Extra mortgage payments come with many benefits, including shortening the term of your loan and lowering the amount of interest you pay. These advantages are attractive if you’re budget conscious and risk-averse. If you’re nearing the age of retirement, paying off your mortgage means extra financial freedom in your golden years. Also, if you live in a state where you can file a homestead declaration, or the laws protect the equity in your home, your home can serve as liability protection for your nest egg. The benefits of paying down a mortgage are hard to quantify, since many come from individual situations.

Continue reading to reveal the reasons to keep a mortgage.

Reasons To Keep A Mortgage

If you need your disposable income to pay medical bills, save for retirement, save for kids’ college or to buy a new vehicle, it may make sense to keep your mortgage. You do not want to go further into debt to fund any of these items or reach the age of retirement without any nest egg. Your mortgage interest rate may also be much lower than the interest rate charged on credit cards and other forms of consumer debt. As a result, keeping your mortgage and instead investing money into savings or other securities may make sense.

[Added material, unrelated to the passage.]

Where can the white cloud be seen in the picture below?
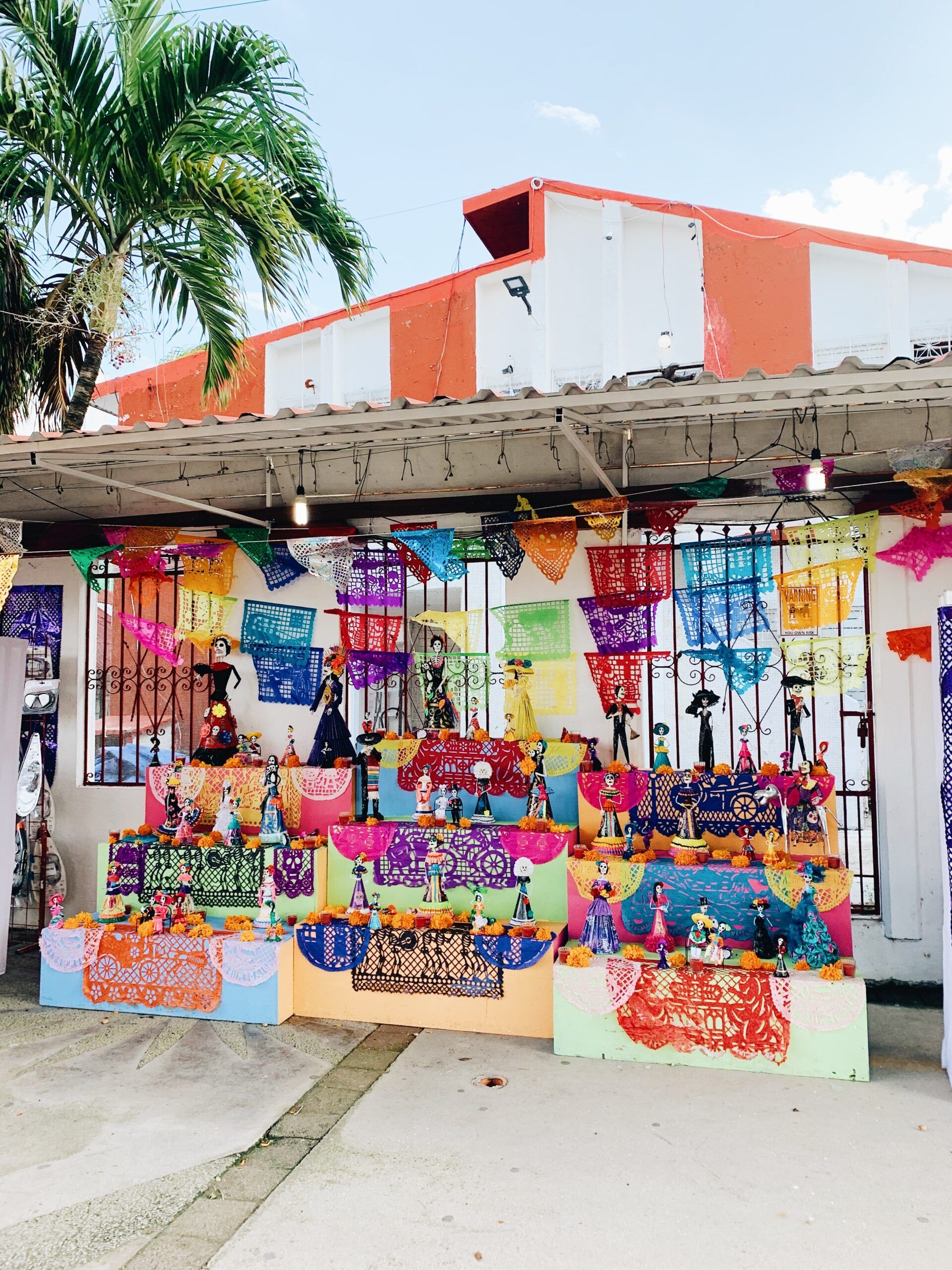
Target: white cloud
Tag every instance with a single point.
(865, 205)
(569, 115)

Continue reading to learn about some of the significant benefits investing brings.

Benefits Of Investing

Investing in stocks, bonds, real estate, and businesses among other investment vehicles can yield compound growth and wealth over the long term. You must invest steadily over the long-term to realize the full power of compounding on your investment portfolio. Paying into your retirement accounts, for instance, can yield a greater rate of return relative than the interest you pay on your mortgage. You can leverage the benefits of investing to your advantage and live a comfortable life, even without paying down your mortgage early.

Although investing does provide a variety of benefits, there are also some downsides to this avenue. Continue reading to learn about the potential disadvantages of investing.

Disadvantages Of Investing

There are inherent risks associated with investing in the stock market, real estate, and other instruments. The disadvantages of investing include the potential loss of your initial investment and negative rates of return, which can ultimately lead to poor outcomes. These risks often justify an individual paying their mortgage down early. So, if you’re going to invest, it makes sense to pick a strategy to match your risk profile. Otherwise, you stand to lose capital and your ability to retire in the future.

Continue reading to learn more about determining which option is the best one for you.

Which One Is Best For You

As you can see, there are pros and cons associated with investing versus paying down your mortgage. The decision is a function of your disposable income, life situation, occupation, and retirement objectives. Sitting down with a qualified financial planner will help you determine your risk appetite and the amount of money you can invest, given your budget and need to pay down your mortgage. The decision you make should be part of an overall strategy designed to maximize your financial well-being and future ambitions.

Paying off your mortgage is viewed by many as the safe choice, but others think investing makes mathematical sense, and accepting a certain level of risk is worthwhile. The choice ultimately rests on your risk tolerance and overall financial goals, and choosing which one is best for you and your family is a wise decision.